Die Londoner U-Bahn, eine rollende Katastrophe
NOTIERT IN LONDON
Eine rollende Katastrophe
Von Andreas Hippin
Die „Tube“, wie die U-Bahn von Londonern genannt wird, gehört zu den Wahrzeichen der britischen Metropole. Ihre blau-weiß-roten Waggons haben einen ähnlichen Wiedererkennungswert wie die roten Telefonzellen und die runden Briefkästen der Royal Mail. Und sie sind ebenso hoffnungslos veraltet. Wie Londons Bürgermeister Sadiq Khan in einem Interview für „Ladbible“ offenbarte, nutzen die Mechaniker des Nahverkehrsbetreibers Transport for London (TfL) Ersatzteile aus dem Fahrzeugbestand des London Transport Museum, um damit Züge der Bakerloo Line zu reparieren. Sie befördert jährlich mehr als 111 Millionen Passagiere.
Sadiq KhanDie Züge der Bakerloo Line stammen aus dem Jahr 1971. Sie sind die ältesten Züge im ganzen Land.

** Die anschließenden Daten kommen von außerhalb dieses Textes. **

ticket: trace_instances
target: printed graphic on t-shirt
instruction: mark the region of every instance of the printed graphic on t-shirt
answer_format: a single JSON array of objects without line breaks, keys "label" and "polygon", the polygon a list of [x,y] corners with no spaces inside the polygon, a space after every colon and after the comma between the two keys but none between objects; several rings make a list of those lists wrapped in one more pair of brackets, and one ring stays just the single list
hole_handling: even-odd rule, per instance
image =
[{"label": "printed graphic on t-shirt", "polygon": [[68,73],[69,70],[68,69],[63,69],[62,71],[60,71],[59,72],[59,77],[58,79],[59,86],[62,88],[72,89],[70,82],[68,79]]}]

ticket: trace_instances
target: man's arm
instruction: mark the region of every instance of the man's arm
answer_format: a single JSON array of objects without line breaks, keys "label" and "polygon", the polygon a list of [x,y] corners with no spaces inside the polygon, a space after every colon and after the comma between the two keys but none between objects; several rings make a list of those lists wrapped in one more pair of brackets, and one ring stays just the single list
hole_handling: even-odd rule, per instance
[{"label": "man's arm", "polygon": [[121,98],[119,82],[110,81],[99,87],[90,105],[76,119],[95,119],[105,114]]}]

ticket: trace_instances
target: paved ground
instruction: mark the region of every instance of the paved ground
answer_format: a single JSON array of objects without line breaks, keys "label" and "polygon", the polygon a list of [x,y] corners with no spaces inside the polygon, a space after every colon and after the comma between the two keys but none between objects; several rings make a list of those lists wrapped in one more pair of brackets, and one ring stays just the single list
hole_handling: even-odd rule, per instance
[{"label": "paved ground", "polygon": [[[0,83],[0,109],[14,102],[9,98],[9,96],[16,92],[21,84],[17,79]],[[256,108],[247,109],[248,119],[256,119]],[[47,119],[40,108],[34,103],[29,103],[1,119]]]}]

„Die Züge der Bakerloo Line stammen aus dem Jahr 1971“, sagte Khan. „Sie sind die ältesten Züge im ganzen Land.“ Das Unternehmen, das die Ersatzteile lieferte, gebe es nicht mehr. Am schlimmsten seien die Zustände, mit denen sich die Passagiere der Central Line herumärgern müssen. Jahrzehntelang wurde nicht nennenswert in die Strecke investiert. Im Sommer werden extreme Temperaturen erreicht. Die Züge sind nicht klimatisiert. „Es ist heiß, ein Großteil verläuft unterirdisch“, sagte Khan. „Das führt zu realen Temperaturen, die für die Menschen sehr schwierig sind.“
Schatzamt zeigt wenig Entgegenkommen
Mit Hilfe der Regierung könnte man in die U-Bahn investieren. Die Northern Line, die früher als „Misery Line“ bekannt war, habe sich nach entsprechenden Anstrengungen enorm verbessert, sagte Khan, der sie für den Weg zur Arbeit nutzt. Doch im Schatzamt gibt es wenig Entgegenkommen für den Labour-Politiker, der es sich trotz der Finanznöte von TfL mit den Mitarbeitern nicht verscherzen will. Sie genießen im Vergleich zu Beschäftigten der Privatwirtschaft eine ganze Reihe von Privilegien.
Renitente Belegschaft
Bei den Tories gibt es wenig Sympathien für die hochgradig organisierte Belegschaft, die Boris Johnson in seiner Zeit als Londoner Bürgermeister immer wieder einen Strich durch die (Spar-) Rechnung machte, etwa als es um die Einführung fahrerloser Züge ging. Doch den Mitarbeitern ist es zu verdanken, dass die U-Bahn trotz der überalterten Infrastruktur sicher betrieben werden kann.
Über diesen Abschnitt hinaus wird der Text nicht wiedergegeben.